Зеленый сук сушил на солнце нестерпимом
И, чтобы тверже стал, держал его над дымом.
 
 
Снес к Жану наконец, который сделал мне
Тот посох из сука, и в нашей стороне
Не сыщешь пастуха, кто не был бы согласен
Дать за него быка, – так вид его прекрасен.
Искусным образом миллион узлов на нем, —
Чтоб не скользить руке, – отмечены гвоздем.
Чтоб он не портился, с землей соприкасаясь,
Внизу сверкает он, весь медью облекаясь.
Железным острием закончен посошок,
Опорой для всего, так, может пастушок
Стать левою ногой, на верх же упирая
Рукой, когда играть не хочет он, мечтая.
Вся ручка – медь, весь верх – сверкающая жесть,
Слегка скривленная; травы коль нужно снесть
Для стада, – не одна повиснет тут копенка,
Так все железо здесь изрезано и тонко.
 
 
И нимфа – чудный труд! – написана на нем,
Что сушит волосы под солнечным лучом,
Они же там и здесь на шею ей свисают
И струйкой тоненькой по посоху стекают.
Одной она рукой их хочет приподнять,
На левой стороне их к уху подобрать
В тугие завитки, другой же натянула
Их с правой стороны и нити обернула,
Что губкой холены, меж пальцев, и течет
Из выжатых волос на посох пена вод.
 
 
Близ нимфы, возле коз, есть мальчик; он срывает
Тростинки тонкие и меж собой сплетает,
Сам на колено встал, согбенный, и с трудом
Он давит пальцем их, чтобы связать узлом;
Их в равномерную располагает сетку,
Для кузнецов себе устраивая клетку.
Далеко за его покоится спиной
Корзинка полная. Лиса к корзинке той
Протягивает нос и с хитростью искусной
Нежданно у него съедает завтрак вкусный.
Он видит воровство, но этим не смущен,
Работой начатой всецело поглощен.
Сей посох я готов отдать для той же цели,
Меж тем ценю его не менее свирели.
 
МАРГО
 
Я победителю в награду принесу
Дрозда. Его на клей поймала я в лесу;
И расскажу, как стал рабом моей он клетки
И как родимые запамятовал ветки.
Я слушала его, забравшись в наш лесок;
Мне нравился полет его и голосок,
И платье черное над горделивым станом,
И клюв его, как будто бы пропитанный шафраном.

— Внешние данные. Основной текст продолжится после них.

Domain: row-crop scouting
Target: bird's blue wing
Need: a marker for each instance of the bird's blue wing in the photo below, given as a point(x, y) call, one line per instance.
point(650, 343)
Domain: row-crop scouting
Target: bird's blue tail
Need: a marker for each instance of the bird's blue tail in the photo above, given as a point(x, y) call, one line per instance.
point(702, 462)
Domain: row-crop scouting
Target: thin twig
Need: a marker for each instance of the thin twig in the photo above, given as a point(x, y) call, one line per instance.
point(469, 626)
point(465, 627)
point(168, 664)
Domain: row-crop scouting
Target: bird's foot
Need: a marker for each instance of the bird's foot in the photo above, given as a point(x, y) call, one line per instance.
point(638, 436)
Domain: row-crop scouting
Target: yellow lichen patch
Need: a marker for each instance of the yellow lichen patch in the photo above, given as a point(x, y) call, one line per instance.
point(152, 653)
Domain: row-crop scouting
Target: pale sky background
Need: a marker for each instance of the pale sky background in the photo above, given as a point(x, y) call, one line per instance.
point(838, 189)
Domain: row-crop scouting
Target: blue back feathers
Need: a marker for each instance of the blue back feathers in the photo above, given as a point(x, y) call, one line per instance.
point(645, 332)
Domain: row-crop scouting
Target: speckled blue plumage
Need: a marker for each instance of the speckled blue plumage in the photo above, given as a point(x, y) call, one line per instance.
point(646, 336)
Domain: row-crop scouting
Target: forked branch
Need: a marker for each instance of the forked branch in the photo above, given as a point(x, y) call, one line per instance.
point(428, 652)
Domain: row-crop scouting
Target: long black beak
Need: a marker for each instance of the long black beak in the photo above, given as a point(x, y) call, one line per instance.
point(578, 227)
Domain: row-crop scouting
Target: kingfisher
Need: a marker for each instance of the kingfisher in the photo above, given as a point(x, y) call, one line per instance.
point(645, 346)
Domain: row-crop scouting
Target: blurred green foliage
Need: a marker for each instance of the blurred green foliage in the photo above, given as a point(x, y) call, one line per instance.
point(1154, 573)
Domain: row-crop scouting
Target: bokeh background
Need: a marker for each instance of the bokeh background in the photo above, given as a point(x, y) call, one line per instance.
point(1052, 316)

Узнала место я, откуда он певал,
Где перышки в жару дневную омывал.
Брег ветками устлав с изрядным слоем клея,
Где воду верхнюю тревожит ветер, вея,
В траву я спряталась у ближнего куста
И стала ждать, чтоб пить явилась птичка та,
И только зной дневной палить стал землю сильно,
И роща пышная, ветвями изобильна,
Бессильна стала скрыть жар солнечных лучей,
И жаждою томить он стал сердца зверей,
Как дрозд, открывши рот, с отвисшими крылами,
Томимый жаждою, спустился над ветвями
На клейкий бережок и протянул – глядишь, —
Головку, чтобы пить (бедняжка думал лишь
Об удовольствии), как вдруг крылом и шейкой
Он неожиданно прилип к той смазке клейкой.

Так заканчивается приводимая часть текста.